February 20, 2019
The President’s Day break seems to be a propitious time to point out that the pre-election year has been the best historic year since 1940 in the stock market, a winning year for 18 of the last 19 election cycles, up an average 15%, and we’re up 11% so far this year, so there’s no reason to think 2018 is an exception.
Since 1940, pre-election years have delivered more than twice the average gains of any other year in the election cycle. Why? Pre-election years tend to rise more than most years since Americans are usually optimistic about the “hope and change” that new candidates bring in the months before an election.
The last pre-election year, 2015, was an anomaly since the presumed winners in 2015 looked like a rather dismal re-run between the third Bush (Jeb) and the second Clinton (Hillary), neither of which aroused much enthusiasm – even in their own Party, much less the population at large. To add to the gloom in 2015, U.S. GDP slowed to a snail’s pace (+0.7%) in the second half of the year, hence a small -2.2% decline in the Dow in 2015. That malaise eventually led to an unexpected victory for Donald Trump.
Handicapping 2020 – Waiting for the “Adults” to Arrive
As I read the Constitution over this President’s Day weekend, Article II painted a fairly easy picture of the President’s job. His tasks are mostly ceremonial: He is an appointer of various offices, pardoner of selected miscreants, communicator in an annual State of the Union talk, commander in chief (not in the field, but as a civilian controller of armed forces), and he can make treaties, with 67% Senate approval.
In the last century, however, we have wanted more of a king, an all-powerful imperial President, doubling as the “leader of the Free World,” operating well outside the Constitutional bounds. This time around, we face the prospect of up to 20 Democratic hopefuls in 2020, with the first announced candidates calling for radical changes far outside the Constitution’s enumerated powers for either Congress or the Presidency:
- Medicare for All (proposed by Senators Bernie Sanders, Kamala Harris, Elizabeth Warren, and 13 other Senators) would replace all private health insurance with a federally-administered single payer. Some bureaucrat 30 to 3,000 miles from your doctor would decide what drug to pay for, what care to deliver, and how much to pay. Private insurance would be banned. The program would cost at least $3.5 trillion a year – more than doubling all current spending, doubling taxes.

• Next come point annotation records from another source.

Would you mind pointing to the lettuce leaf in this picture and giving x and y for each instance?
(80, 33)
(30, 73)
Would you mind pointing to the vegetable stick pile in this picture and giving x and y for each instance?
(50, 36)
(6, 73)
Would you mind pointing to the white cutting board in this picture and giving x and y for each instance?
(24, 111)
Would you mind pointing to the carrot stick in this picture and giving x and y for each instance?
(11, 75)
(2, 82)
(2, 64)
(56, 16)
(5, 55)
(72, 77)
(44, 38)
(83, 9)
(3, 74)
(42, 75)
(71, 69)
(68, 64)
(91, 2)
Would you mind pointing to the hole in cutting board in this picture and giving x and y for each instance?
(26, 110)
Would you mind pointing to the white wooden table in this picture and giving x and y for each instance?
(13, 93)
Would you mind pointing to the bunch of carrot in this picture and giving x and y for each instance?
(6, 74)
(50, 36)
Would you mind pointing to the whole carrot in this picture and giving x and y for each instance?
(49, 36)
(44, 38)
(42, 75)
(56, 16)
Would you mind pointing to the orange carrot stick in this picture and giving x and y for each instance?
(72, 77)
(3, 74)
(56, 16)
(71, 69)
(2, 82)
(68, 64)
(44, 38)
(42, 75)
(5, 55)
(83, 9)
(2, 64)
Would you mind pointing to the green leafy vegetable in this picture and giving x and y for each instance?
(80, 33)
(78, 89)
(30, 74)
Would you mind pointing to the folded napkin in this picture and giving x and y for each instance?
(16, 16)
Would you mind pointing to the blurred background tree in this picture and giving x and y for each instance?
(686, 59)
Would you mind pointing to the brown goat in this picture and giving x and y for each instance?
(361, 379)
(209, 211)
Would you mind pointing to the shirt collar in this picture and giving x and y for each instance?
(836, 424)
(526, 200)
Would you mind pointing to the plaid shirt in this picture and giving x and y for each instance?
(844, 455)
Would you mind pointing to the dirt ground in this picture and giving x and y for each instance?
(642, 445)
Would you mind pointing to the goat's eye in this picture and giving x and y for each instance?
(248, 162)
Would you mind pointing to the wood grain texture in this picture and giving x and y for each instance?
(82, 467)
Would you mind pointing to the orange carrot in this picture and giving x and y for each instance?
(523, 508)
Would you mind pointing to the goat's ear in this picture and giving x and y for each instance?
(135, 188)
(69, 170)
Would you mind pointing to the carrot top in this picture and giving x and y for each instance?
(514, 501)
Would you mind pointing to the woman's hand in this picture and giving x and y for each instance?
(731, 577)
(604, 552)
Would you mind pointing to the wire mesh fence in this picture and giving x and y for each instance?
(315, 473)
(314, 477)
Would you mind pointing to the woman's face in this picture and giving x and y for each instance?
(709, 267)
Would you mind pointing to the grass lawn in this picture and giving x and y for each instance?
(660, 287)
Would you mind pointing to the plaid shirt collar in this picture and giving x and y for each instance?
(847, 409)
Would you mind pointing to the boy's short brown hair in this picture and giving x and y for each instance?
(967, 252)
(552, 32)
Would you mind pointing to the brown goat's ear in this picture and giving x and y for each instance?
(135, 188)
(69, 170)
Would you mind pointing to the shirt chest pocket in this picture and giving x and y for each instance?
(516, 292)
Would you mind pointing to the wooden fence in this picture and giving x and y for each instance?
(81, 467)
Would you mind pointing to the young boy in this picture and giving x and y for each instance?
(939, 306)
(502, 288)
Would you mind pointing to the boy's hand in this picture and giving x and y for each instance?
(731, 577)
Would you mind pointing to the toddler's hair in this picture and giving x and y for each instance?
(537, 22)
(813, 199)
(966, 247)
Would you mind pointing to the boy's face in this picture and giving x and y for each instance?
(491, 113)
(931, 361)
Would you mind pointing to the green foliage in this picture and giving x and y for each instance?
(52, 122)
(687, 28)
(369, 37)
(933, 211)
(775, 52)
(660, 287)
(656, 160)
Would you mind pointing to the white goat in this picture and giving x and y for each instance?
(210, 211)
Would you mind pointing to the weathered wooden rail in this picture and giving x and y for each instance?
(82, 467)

- The Green New Deal (proposed by Rep. Alexandra Ocasia-Cortes and endorsed by 70 other Representatives and four Presidential candidates) calls for the elimination of fossil fuel energy production by 2030, eliminating 99% of all cars and airplanes, the gutting of virtually every building in America, not to mention free education for life, free housing, free food (but no beef!)
- A Corporate New Deal (proposed by Elizabeth Warren) calls for businesses with over $1 billion in annual revenues to make employees 40% of board directors, while requiring outside governors to insure that the company provides vague “benefits” to society beyond mere profits and revenue.
These programs and others include a guaranteed job for all and vastly higher taxes. Ms. Ocasio-Cortes favors 60% to 70% tax rates for the “tippy-top” taxpayers (yes, that’s her quote from 60 Minutes). Mr. Sanders wants to raise the top death tax rate to 77%. The House Ways and Means committee wants to raise the payroll tax to nearly 15% (14.8%), which comes on top of federal, state, and local income taxes. Ms. Warren wants to add a 2% wealth tax on assets above $50 million and 3% on assets above $1 billion.
There are a lot more programs for bringing the American economic engine to a halt, but these comprise a fair sampling of their opening offers. This, of course, puts the Republicans in the role of trying to save capitalism from the plundering hands of the kleptocrats. If one of these many socialist candidates wins in 2020, we can expect a recession and market crash in late 2020 or early 2021, but if some adult enters the party from stage left – perhaps Joe Biden or even Howard Schultz – he can lend some sanity to the race.
Joe Biden has been known to say some very silly things when schmoozing for votes, but he certainly comes across as far more adult-like than the army of other Presidential choices facing us these days.